In einem solchen Fall verletzt das BFG den Gleichheitsgrundsatz, wenn es einem medizinischen Attest aus dem Jahr 2021 die Eignung zum Nachweis der medizinischen Notwendigkeit nur deswegen abspricht, weil dieses nicht zu Beginn der vergleichbaren im Jahr 2020 durchgeführten Behandlungen eingeholt wurde. Da die Bf offensichtlich regelmäßig therapiert werden musste, kann die Notwendigkeit dieser jahrelangen Behandlungen im Jahr 2020 nicht ohne weitere Feststellungen verneint werden. Es liegt zudem keine bloße ärztliche Empfehlung vor. Das BFG belastete sein Erkenntnis mit willkürlicher Begründung, dieses war daher aufzuheben.
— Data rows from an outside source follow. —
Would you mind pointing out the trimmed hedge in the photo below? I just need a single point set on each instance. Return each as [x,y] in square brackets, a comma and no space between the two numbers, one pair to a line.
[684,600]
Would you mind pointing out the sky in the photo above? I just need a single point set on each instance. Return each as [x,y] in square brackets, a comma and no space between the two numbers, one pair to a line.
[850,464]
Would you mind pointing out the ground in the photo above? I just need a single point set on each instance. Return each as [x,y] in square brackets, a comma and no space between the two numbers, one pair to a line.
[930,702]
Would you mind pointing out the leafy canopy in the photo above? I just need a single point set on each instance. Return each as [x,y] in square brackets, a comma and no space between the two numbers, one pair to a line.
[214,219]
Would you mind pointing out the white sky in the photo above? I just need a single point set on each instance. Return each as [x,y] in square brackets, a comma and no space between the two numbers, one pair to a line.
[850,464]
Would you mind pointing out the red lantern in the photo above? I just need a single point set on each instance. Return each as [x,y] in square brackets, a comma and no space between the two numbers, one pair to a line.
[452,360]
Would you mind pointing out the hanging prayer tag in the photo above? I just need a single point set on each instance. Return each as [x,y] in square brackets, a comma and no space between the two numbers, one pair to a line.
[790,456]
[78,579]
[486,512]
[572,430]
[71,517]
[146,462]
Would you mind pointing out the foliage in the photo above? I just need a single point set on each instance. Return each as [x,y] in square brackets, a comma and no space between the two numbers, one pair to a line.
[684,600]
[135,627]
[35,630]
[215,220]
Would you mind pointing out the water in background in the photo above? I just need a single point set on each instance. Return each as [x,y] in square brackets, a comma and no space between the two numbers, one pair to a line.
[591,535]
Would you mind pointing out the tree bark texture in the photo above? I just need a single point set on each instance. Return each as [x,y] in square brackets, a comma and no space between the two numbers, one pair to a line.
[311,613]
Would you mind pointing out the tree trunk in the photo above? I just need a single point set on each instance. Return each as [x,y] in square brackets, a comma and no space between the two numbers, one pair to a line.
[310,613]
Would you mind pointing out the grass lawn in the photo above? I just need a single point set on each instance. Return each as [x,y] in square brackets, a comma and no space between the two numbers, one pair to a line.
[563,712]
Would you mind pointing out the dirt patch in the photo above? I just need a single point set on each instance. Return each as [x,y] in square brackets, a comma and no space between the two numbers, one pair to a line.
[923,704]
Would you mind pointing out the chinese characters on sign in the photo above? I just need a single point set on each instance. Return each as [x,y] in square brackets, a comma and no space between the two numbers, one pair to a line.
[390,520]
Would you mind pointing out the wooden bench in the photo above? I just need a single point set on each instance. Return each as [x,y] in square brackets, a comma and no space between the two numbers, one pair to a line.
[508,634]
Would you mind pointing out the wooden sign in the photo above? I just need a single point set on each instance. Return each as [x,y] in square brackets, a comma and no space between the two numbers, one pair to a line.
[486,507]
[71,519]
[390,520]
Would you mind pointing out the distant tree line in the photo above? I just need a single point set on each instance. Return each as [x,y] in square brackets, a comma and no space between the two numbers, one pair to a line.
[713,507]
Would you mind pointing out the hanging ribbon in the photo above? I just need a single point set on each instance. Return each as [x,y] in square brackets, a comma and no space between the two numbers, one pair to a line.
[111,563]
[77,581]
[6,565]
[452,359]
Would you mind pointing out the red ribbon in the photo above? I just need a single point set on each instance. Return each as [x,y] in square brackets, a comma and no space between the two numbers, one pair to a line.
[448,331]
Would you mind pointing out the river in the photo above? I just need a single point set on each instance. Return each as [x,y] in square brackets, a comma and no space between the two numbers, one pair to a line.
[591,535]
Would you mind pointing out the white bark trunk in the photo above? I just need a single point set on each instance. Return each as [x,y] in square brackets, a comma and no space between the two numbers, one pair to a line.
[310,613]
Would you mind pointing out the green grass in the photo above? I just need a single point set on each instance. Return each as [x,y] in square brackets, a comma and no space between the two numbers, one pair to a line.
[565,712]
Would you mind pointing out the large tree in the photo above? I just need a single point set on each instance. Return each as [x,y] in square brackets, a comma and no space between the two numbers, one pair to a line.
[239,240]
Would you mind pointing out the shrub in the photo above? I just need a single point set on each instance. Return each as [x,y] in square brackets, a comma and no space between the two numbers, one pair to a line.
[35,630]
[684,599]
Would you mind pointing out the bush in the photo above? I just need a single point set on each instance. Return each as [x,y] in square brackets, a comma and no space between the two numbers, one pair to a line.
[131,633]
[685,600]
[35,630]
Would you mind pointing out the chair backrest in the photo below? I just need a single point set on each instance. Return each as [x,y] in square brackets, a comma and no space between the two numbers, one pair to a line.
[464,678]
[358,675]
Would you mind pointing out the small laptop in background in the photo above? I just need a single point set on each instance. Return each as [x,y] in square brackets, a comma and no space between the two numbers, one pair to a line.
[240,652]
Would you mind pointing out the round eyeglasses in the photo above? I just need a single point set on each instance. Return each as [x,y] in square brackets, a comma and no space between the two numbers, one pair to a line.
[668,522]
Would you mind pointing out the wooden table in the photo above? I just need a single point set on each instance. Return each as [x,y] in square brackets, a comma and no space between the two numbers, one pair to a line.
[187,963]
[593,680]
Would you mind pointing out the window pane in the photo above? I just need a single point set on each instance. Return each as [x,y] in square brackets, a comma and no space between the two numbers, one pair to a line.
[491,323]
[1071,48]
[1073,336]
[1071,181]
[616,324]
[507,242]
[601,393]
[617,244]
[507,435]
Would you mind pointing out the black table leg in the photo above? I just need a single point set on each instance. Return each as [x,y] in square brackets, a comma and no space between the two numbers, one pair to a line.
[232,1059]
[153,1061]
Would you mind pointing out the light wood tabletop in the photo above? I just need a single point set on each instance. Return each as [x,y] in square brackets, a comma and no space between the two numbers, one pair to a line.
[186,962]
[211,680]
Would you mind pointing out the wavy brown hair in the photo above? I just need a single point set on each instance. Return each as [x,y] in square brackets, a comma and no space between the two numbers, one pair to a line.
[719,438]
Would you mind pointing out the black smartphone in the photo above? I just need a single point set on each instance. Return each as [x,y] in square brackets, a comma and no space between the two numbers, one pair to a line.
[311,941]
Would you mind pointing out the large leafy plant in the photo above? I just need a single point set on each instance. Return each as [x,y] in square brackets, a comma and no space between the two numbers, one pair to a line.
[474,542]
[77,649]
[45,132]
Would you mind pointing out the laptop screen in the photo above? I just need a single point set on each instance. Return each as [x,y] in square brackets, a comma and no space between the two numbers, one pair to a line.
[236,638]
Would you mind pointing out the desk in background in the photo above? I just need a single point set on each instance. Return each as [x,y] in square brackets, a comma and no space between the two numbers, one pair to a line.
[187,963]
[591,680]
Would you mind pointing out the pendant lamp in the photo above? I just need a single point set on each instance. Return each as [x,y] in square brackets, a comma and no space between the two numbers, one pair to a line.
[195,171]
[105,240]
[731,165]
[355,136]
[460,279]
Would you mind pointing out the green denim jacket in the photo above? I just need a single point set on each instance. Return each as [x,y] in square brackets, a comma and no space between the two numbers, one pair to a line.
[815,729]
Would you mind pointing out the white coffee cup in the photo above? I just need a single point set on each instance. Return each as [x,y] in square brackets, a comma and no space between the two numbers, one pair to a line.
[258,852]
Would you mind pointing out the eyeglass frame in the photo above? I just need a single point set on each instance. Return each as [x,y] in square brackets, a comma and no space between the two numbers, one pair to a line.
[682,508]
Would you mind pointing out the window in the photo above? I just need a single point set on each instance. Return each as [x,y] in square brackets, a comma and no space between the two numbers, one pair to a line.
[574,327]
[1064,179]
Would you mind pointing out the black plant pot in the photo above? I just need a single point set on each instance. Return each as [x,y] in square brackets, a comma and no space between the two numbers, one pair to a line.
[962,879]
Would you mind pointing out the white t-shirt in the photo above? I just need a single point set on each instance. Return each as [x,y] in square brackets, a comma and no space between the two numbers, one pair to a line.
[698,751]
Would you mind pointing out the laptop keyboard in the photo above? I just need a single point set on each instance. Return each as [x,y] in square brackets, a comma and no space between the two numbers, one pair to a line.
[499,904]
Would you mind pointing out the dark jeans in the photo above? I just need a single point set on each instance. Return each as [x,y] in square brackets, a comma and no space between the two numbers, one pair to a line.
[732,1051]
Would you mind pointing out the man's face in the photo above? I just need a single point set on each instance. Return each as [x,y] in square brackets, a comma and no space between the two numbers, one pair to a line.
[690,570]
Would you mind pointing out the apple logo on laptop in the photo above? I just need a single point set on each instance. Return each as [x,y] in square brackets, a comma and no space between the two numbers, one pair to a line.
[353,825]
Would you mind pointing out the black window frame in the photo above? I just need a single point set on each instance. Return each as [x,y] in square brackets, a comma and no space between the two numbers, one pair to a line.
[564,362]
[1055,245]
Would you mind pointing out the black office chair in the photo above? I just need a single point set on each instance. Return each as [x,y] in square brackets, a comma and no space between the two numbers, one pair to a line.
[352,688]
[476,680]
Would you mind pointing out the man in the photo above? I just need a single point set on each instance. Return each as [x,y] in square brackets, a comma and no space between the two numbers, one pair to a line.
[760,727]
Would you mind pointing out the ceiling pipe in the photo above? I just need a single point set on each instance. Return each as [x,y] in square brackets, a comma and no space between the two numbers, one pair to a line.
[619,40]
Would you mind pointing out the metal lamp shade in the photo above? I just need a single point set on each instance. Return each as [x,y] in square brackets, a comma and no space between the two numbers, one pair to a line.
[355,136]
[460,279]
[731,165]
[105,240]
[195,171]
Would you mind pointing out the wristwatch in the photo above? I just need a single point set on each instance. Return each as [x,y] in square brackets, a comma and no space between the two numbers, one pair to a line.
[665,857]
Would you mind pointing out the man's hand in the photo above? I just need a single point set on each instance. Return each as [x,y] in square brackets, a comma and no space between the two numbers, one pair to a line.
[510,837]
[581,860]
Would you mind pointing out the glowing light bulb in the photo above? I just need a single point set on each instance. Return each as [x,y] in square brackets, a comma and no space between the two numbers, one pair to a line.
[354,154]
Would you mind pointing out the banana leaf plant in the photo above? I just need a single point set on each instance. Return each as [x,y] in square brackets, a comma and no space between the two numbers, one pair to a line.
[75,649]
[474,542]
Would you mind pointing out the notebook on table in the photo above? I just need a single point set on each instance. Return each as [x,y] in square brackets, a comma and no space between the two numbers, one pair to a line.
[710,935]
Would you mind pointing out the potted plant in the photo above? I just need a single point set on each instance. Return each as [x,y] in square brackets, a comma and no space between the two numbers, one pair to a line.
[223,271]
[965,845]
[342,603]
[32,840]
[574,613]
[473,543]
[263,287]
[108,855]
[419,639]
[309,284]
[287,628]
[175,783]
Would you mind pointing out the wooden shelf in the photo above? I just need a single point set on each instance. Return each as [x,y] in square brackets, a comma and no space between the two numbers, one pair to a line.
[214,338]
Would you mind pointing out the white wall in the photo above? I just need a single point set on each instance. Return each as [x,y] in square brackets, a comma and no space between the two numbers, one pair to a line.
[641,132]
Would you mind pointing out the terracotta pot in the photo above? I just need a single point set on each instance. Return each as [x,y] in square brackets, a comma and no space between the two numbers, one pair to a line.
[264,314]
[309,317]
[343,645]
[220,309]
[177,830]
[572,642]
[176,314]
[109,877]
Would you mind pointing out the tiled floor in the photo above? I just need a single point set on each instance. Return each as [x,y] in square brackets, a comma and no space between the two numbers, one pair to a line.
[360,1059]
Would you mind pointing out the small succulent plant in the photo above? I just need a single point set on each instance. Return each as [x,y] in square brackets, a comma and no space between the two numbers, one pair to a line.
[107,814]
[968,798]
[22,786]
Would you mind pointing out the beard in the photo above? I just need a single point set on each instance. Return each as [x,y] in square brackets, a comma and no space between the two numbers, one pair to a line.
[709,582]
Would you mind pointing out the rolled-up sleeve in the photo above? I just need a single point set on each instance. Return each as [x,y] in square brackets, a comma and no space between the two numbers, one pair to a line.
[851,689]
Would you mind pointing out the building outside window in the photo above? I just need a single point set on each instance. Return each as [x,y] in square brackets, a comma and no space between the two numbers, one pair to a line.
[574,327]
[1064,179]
3. Anmerkungen: Ausstrahlwirkung des VfGH-Erkenntnisses
Strittig war, ob die Bf die medizinische Zwangsläufigkeit der Therapien i. S. d. §§ 34 f EStG nachgewiesen hat. Die beiden Gerichte BFG und VfGH kamen dabei zu einem unterschiedlichen Ergebnis: Für das BFG ist entscheidend, dass die Bf vor Behandlungsbeginn für das Steuerjahr 2020 keine ärztliche Verordnung einholte. Dies ist für den VfGH nicht ausschlaggebend, da das Gesamtbild der Verhältnisse maßgeblich ist. Für den VfGH ist aufgrund des langjährig vorliegenden Gesundheitszustandes der Bf i. V. m. weiteren Unterlagen (Behindertenpass, Parkausweis für Behinderte, ärztliche Befunde, jährlich absolvierte Therapien) naheliegend, dass die Behandlungen auch im Jahr 2020 medizinisch indiziert waren. Indem das BFG diese Unterlagen bei seiner Entscheidung ausblendete, verletzte es die Bf in ihrem Recht auf Gleichheit aller Staatsbürger vor dem Gesetz.
Diese Ausführungen des VfGH lassen sich auf andere Fälle übertragen. Entscheidend ist das Gesamtbild der Verhältnisse bzw. laut § 21 Abs. 1 Bundesabgabenordnung in wirtschaftlicher Betrachtungsweise der wahre wirtschaftliche Gehalt. Nur wenn eine Norm besondere Nachweise verlangt, wie beispielsweise § 12 Abs. 1 Z. 1 lit. a i. V. m. § 11 Umsatzsteuergesetz zum Vorsteuerabzug, greift eine strengere Sichtweise. Hier kann der Vorsteuerabzug trotz Nachweises der geleisteten Zahlung für eine erbrachte Leistung verweigert werden, wenn ein erforderliches Rechnungsmerkmal fehlt. Da im Ertragsteuerrecht keine entsprechende Formvorschrift besteht, ist im Normalfall der Nachweis der Zahlung einer im steuerlichen Interesse erhaltenen Leistung ausreichend.
Im Ergebnis verbietet das Verfassungsrecht laut VfGH eine allzu formalistische Interpretation des Steuerrechts. Im vorliegenden Fall interpretierte das Höchstgericht das einkommensteuerliche Periodenprinzip milder als das BFG. Konkrete Nachweise für die Abzugsfähigkeit außergewöhnlicher Belastungen müssen danach nicht zwingend aus jenem Veranlagungsjahr stammen, das steuerlich betroffen ist (hier: Veranlagungsjahr 2020). Der VfGH knüpft damit auch an Rechtsprechung aus der Vergangenheit an: So verstieß die Nichtgewährung einer Umsatzsteuerbefreiung allein deshalb, weil ein formeller Buchnachweis fehlte, gegen das dem Gleichheitssatz innewohnende Verhältnismäßigkeitsgebot (VfGH 12.12.2003, B 916/02).